For more information please refer to perlref and perlsub manpages.
use(), require(), do(), %INC and @INC Explained
The @INC array
@INC
is a special Perl variable which is the equivalent of the shell's PATH
variable. Whereas PATH
contains a list of directories to search for executables, @INC
contains a list of directories from which Perl modules and libraries can be loaded.
When you use(), require() or do() a filename or a module, Perl gets a list of directories from the @INC
variable and searches them for the file it was requested to load. If the file that you want to load is not located in one of the listed directories, you have to tell Perl where to find the file. You can either provide a path relative to one of the directories in @INC
, or you can provide the full path to the file.
The %INC hash
%INC
is another special Perl variable that is used to cache the names of the files and the modules that were successfully loaded and compiled by use(), require() or do() functions. Before attempting to load a file or a module, Perl checks whether it's already in the %INC
hash. If it's there, the loading and therefore the compilation are not performed at all. Otherwise the file is loaded into memory and an attempt is made to compiled it.

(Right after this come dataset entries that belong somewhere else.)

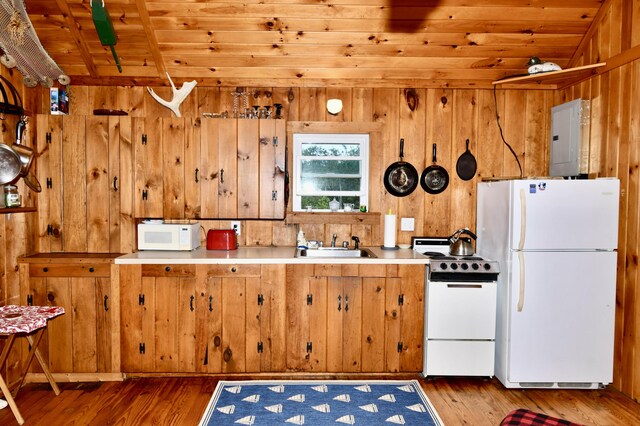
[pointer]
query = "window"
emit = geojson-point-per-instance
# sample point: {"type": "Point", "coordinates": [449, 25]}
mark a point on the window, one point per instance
{"type": "Point", "coordinates": [328, 166]}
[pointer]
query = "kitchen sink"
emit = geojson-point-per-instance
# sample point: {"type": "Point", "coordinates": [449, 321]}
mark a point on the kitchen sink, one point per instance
{"type": "Point", "coordinates": [335, 252]}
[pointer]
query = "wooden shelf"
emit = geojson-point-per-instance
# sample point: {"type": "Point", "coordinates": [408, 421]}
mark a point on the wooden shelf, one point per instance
{"type": "Point", "coordinates": [9, 210]}
{"type": "Point", "coordinates": [550, 80]}
{"type": "Point", "coordinates": [355, 218]}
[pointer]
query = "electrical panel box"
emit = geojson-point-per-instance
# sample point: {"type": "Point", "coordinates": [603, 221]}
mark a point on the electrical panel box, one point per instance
{"type": "Point", "coordinates": [569, 147]}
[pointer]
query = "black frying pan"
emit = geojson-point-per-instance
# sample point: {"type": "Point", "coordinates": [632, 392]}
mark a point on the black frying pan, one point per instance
{"type": "Point", "coordinates": [466, 165]}
{"type": "Point", "coordinates": [434, 179]}
{"type": "Point", "coordinates": [401, 178]}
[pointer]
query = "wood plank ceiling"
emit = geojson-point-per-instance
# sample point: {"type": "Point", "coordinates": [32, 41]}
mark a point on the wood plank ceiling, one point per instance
{"type": "Point", "coordinates": [355, 43]}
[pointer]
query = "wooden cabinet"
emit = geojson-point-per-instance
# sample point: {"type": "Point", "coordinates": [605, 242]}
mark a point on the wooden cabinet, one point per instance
{"type": "Point", "coordinates": [355, 318]}
{"type": "Point", "coordinates": [243, 168]}
{"type": "Point", "coordinates": [204, 318]}
{"type": "Point", "coordinates": [84, 342]}
{"type": "Point", "coordinates": [85, 167]}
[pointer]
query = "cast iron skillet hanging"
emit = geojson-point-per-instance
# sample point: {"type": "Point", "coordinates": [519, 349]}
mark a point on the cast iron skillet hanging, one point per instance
{"type": "Point", "coordinates": [434, 179]}
{"type": "Point", "coordinates": [466, 165]}
{"type": "Point", "coordinates": [401, 178]}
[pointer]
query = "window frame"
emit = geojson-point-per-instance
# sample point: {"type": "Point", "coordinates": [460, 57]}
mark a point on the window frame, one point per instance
{"type": "Point", "coordinates": [363, 139]}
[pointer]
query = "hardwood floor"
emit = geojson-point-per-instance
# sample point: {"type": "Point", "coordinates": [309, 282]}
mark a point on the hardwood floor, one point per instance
{"type": "Point", "coordinates": [181, 401]}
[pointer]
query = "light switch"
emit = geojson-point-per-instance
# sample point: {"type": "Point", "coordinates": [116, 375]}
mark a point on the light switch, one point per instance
{"type": "Point", "coordinates": [407, 224]}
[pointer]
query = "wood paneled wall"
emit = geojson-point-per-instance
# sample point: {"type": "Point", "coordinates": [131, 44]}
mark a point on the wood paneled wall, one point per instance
{"type": "Point", "coordinates": [443, 116]}
{"type": "Point", "coordinates": [615, 135]}
{"type": "Point", "coordinates": [16, 230]}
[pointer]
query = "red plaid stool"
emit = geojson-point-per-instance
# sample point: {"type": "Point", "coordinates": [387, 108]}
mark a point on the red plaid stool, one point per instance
{"type": "Point", "coordinates": [523, 417]}
{"type": "Point", "coordinates": [30, 322]}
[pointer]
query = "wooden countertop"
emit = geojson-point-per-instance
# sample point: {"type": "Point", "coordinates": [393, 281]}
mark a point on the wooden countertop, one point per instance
{"type": "Point", "coordinates": [265, 255]}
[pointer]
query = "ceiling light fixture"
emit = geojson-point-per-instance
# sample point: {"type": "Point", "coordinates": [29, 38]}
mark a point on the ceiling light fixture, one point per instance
{"type": "Point", "coordinates": [334, 106]}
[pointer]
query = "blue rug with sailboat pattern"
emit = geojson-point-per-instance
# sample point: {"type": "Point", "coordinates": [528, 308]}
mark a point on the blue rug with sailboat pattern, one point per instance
{"type": "Point", "coordinates": [319, 402]}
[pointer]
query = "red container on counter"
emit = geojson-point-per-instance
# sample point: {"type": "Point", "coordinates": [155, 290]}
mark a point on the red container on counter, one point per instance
{"type": "Point", "coordinates": [221, 239]}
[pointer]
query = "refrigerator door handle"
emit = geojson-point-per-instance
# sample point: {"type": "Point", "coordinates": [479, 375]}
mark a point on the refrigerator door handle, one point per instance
{"type": "Point", "coordinates": [521, 291]}
{"type": "Point", "coordinates": [523, 219]}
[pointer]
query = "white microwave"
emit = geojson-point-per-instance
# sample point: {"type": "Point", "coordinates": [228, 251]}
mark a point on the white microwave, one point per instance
{"type": "Point", "coordinates": [168, 236]}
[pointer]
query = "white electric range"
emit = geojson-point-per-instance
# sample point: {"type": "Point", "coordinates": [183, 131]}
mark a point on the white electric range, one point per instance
{"type": "Point", "coordinates": [460, 311]}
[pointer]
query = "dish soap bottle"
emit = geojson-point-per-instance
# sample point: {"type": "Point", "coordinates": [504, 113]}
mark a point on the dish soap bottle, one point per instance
{"type": "Point", "coordinates": [302, 241]}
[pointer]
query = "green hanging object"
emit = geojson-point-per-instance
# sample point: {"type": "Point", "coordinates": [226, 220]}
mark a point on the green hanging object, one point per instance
{"type": "Point", "coordinates": [104, 28]}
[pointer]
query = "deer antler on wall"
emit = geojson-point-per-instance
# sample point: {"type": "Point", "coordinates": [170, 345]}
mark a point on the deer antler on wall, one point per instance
{"type": "Point", "coordinates": [179, 95]}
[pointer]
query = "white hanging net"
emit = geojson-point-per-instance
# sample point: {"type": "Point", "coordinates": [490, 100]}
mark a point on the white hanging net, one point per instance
{"type": "Point", "coordinates": [23, 49]}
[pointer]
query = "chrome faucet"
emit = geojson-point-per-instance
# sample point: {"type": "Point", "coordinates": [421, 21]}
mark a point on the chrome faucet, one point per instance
{"type": "Point", "coordinates": [357, 242]}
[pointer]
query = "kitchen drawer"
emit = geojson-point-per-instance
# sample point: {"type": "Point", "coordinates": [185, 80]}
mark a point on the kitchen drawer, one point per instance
{"type": "Point", "coordinates": [175, 271]}
{"type": "Point", "coordinates": [234, 270]}
{"type": "Point", "coordinates": [69, 270]}
{"type": "Point", "coordinates": [460, 358]}
{"type": "Point", "coordinates": [461, 310]}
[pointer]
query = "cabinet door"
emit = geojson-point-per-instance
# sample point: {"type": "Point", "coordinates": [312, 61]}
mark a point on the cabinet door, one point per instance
{"type": "Point", "coordinates": [219, 168]}
{"type": "Point", "coordinates": [148, 165]}
{"type": "Point", "coordinates": [80, 340]}
{"type": "Point", "coordinates": [248, 168]}
{"type": "Point", "coordinates": [49, 169]}
{"type": "Point", "coordinates": [412, 279]}
{"type": "Point", "coordinates": [344, 324]}
{"type": "Point", "coordinates": [272, 168]}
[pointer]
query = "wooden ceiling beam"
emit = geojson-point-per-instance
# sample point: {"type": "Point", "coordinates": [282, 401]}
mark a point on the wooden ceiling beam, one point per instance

If the file is successfully loaded and compiled, a new key-value pair is added to %INC
. The key is the name of the file or module as it was passed to the one of the three functions we have just mentioned, and if it was found in any of the @INC
directories except "."
the value is the full path to it in the file system.
The following examples will make it easier to understand the logic.

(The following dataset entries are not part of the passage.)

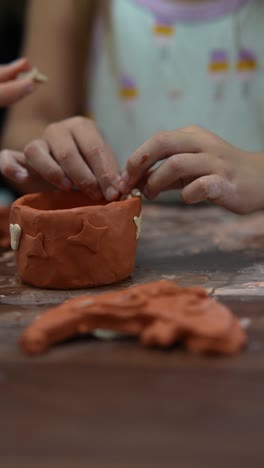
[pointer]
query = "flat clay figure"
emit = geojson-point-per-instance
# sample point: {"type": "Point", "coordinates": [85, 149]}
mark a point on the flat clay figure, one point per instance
{"type": "Point", "coordinates": [158, 313]}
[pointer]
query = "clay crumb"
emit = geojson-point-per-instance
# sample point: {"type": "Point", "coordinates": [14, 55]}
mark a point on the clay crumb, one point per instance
{"type": "Point", "coordinates": [35, 75]}
{"type": "Point", "coordinates": [106, 334]}
{"type": "Point", "coordinates": [136, 193]}
{"type": "Point", "coordinates": [138, 223]}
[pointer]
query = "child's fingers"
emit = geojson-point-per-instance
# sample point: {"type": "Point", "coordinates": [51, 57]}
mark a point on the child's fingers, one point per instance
{"type": "Point", "coordinates": [12, 166]}
{"type": "Point", "coordinates": [160, 146]}
{"type": "Point", "coordinates": [175, 169]}
{"type": "Point", "coordinates": [12, 91]}
{"type": "Point", "coordinates": [97, 155]}
{"type": "Point", "coordinates": [38, 157]}
{"type": "Point", "coordinates": [11, 70]}
{"type": "Point", "coordinates": [211, 187]}
{"type": "Point", "coordinates": [66, 153]}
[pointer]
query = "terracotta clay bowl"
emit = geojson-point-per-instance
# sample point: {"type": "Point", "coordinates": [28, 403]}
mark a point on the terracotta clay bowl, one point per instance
{"type": "Point", "coordinates": [64, 240]}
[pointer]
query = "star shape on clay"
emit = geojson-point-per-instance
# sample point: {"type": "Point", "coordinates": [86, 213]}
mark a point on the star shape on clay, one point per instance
{"type": "Point", "coordinates": [35, 247]}
{"type": "Point", "coordinates": [90, 236]}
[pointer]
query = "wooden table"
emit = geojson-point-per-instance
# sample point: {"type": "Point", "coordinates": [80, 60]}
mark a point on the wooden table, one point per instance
{"type": "Point", "coordinates": [114, 404]}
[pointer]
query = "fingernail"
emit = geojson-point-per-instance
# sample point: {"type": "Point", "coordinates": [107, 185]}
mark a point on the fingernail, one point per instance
{"type": "Point", "coordinates": [125, 177]}
{"type": "Point", "coordinates": [21, 175]}
{"type": "Point", "coordinates": [111, 193]}
{"type": "Point", "coordinates": [122, 187]}
{"type": "Point", "coordinates": [146, 192]}
{"type": "Point", "coordinates": [31, 87]}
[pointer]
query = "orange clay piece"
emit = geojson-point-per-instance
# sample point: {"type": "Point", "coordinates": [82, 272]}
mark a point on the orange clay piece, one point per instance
{"type": "Point", "coordinates": [4, 226]}
{"type": "Point", "coordinates": [159, 313]}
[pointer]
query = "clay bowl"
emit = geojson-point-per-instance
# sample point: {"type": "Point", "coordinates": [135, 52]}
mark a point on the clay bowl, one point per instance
{"type": "Point", "coordinates": [64, 240]}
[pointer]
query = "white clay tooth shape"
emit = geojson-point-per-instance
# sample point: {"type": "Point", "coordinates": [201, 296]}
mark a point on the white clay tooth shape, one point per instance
{"type": "Point", "coordinates": [138, 223]}
{"type": "Point", "coordinates": [15, 235]}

First, let's see what are the contents of @INC
on my system:
% perl -e 'print join "\n", @INC'
/usr/lib/perl5/5.00503/i386-linux
/usr/lib/perl5/5.00503
/usr/lib/perl5/site_perl/5.005/i386-linux
/usr/lib/perl5/site_perl/5.005
.
Notice the .
(current directory) is the last directory in the list.
Now let's load the module strict.pm
and see the contents of %INC
:
% perl -e 'use strict; print map {"$_ => $INC{$_}\n"} keys %INC'
strict.pm => /usr/lib/perl5/5.00503/strict.pm
Since strict.pm
was found in /usr/lib/perl5/5.00503/ directory and /usr/lib/perl5/5.00503/ is a part of @INC
, %INC
includes the full path as the value for the key strict.pm
.
Now let's create the simplest module in /tmp/test.pm
:
test.pm
-------
1;
It does nothing, but returns a true value when loaded. Now let's load it in different ways:
% cd /tmp
% perl -e 'use test; print map {"$_ => $INC{$_}\n"} keys %INC'
test.pm => test.pm
Since the file was found relative to .
(the current directory), the relative path is inserted as the value. If we alter @INC
, by adding /tmp to the end:
% cd /tmp
% perl -e 'BEGIN{push @INC, "/tmp"} use test; \
print map {"$_ => $INC{$_}\n"} keys %INC'
test.pm => test.pm
Here we still get the relative path, since the module was found first relative to "."
. The directory /tmp was placed after .
in the list. If we execute the same code from a different directory, the "."
directory won't match,
% cd /
% perl -e 'BEGIN{push @INC, "/tmp"} use test; \
print map {"$_ => $INC{$_}\n"} keys %INC'
test.pm => /tmp/test.pm
so we get the full path. We can also prepend the path with unshift(), so it will be used for matching before "."
and therefore we will get the full path as well:
% cd /tmp
% perl -e 'BEGIN{unshift @INC, "/tmp"} use test; \
print map {"$_ => $INC{$_}\n"} keys %INC'
test.pm => /tmp/test.pm
The code:
BEGIN{unshift @INC, "/tmp"}
can be replaced with the more elegant:
use lib "/tmp";
Which executes the BEGIN block above exactly.
These approaches to modifying @INC
can be labor intensive, since if you want to move the script around in the file-system you have to modify the path. This can be painful, for example, when you move your scripts from development to a production server.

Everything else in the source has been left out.